Generate a video of two specific people each following different drawn motion paths
Create a video where subjects stay in bounding-box regions you define while the camera pans
Experiment with identity-preserving video generation using your own reference face photos
Test combined motion control and text guidance in a research setting
Requires downloading ~2.8 GB model weights plus the Wan2.1 base model fetched automatically on first run, then running a Python script with a custom metadata folder.
DreamVideo-Omni is a research project from Alibaba's Tongyi Lab and several partner universities that generates AI videos with fine-grained control over multiple people or objects and how they move. The core challenge it addresses is that existing video generation tools struggle when you want to specify both who or what appears in a video and exactly how each subject should move independently of the others. The system accepts reference images of the subjects you want to appear, a text description, and optional motion cues: drawing paths on frames, bounding boxes that specify where each subject should be, or camera movement instructions. It can handle all three types of motion control at once, hence the name "Omni." To keep each subject recognizable throughout the video, the authors developed a training step that rewards the model when the generated faces and appearances match the references, using a technique they call latent identity reinforcement learning. In practice, generating a video requires downloading the model weights (about 2.8 GB) plus a base model called Wan2.1 (fetched automatically on first run). You then run a Python script called infer.py and point it at a folder containing your reference images and a metadata file with your caption and motion instructions.
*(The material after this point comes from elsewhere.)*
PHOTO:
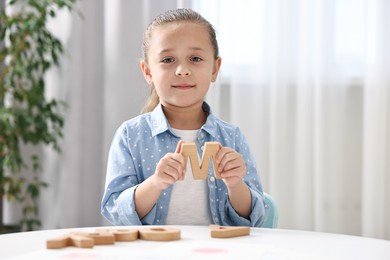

The README includes three example cases: one using two reference images with no motion paths, one using motion tracks with no reference images, and one combining both. The project was published as an academic paper in March 2026 and the inference code and trained weights were released in May 2026. It is built on top of two existing open-source tools: DiffSynth-Studio and Wan2.1. This is a research release aimed at developers and researchers who want to experiment with controllable video generation, not a consumer product with a graphical interface.